Jennifer Dziura writes life coaching advice weekly here on TheGloss, and career coaching advice Fridays on TheGrindstone.
Do you ever go on a date with a guy, everything goes swimmingly, and then you get the idea that you’ve been passed over for someone possibly dumber, prettier and/or more accommodating?
Check out this question from a reader I’ve renamed Andie Walsh, after the protagonist in Pretty in Pink.
I’ve been single for nearly two years now. I’m 32, so this feels like a big deal, especially as I am also losing all my friends because they are becoming couply and can’t relate to single people any more. I joined OKCupid and have been on maybe 30 dates, but it never works out. A lot of the guys I seem to attract are under-confident, overweight computer game geeks who come across okay in writing but in person want to treat me to monologues on Game of Thrones and so I’m fine with not seeing them again, but I do occasionally meet what seem to be genuinely nice, interesting men. And the result is always the same. We meet a few times, they seem keen, they tell me what a great time they had – and then they go on to inform me that they’ve met a “nice, pretty” girl online who they can “relax and talk nonsense with”, but still want to be my friend. Seriously, I’ve heard that line so many times I’m starting to wonder what film it comes from and while it’s kind of flattering to be asked to be someone’s friend, it’s also kind of frustrating when you met them on a dating site and you know both of you are looking for more. And having been that girl who would meet someone and talk nonsense and sleep with them the next day, I can say from experience that approach also didn’t lead to lasting, meaningful relationships.
People keep suggesting that I should pretend to be less awesome than I really am (honestly, I think I am pretty awesome. I even have a mint-green dress with walruses on it) and refrain from talking about subjects that guys find interesting in order to avoid being intimidating, but I really don’t feel comfortable with that – in fact, I feel offended that people would think that was something I would have to do as a woman. Haven’t we moved on from such outdated views of what constitutes femininity? Shouldn’t we be focusing our efforts on getting education for girls in developing countries and stopping things like child brides and genital mutilation? So, while I’m pretty sure the problem is with these pathetic cads and not with me, it I also feel like I’ve reached some kind of threshold of rejection where I am getting a little concerned that I’ve lost my magic woman powers of attraction, or something!
What would you suggest for an introvert who is burned out from investing in meeting new people over and over and is getting increasingly frustrated with it never going anywhere? How can I weed out these time-wasters who are clearly only interested in getting laid, but are also clever enough to not be upfront about that?
Oh, Andie.

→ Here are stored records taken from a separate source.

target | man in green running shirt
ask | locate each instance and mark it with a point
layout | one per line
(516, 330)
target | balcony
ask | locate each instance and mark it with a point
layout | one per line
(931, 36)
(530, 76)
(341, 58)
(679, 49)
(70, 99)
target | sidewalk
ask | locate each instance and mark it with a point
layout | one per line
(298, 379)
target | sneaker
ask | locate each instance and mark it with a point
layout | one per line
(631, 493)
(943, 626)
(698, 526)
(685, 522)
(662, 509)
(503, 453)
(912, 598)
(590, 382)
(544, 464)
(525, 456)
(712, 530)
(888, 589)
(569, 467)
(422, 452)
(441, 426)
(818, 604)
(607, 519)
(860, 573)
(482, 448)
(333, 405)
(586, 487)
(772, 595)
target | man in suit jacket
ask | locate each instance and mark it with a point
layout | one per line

Dating can be truly frustrating, but for an introvert, it can be soul-sucking.
I sometimes have to explain to friends and boyfriends just how introversion works. Meeting new people isn’t inherently life-enhancing. Even if the people turn out to be awesome, I still feel like I’ve just donated blood, slipped back into the line, and donated blood again.
If I was trying to meet someone to date or work with and it turns out that the person was pretty cool but isn’t going to work out as a boyfriend or business partner, I kind of feel like I just ran a marathon to support the wrong charity.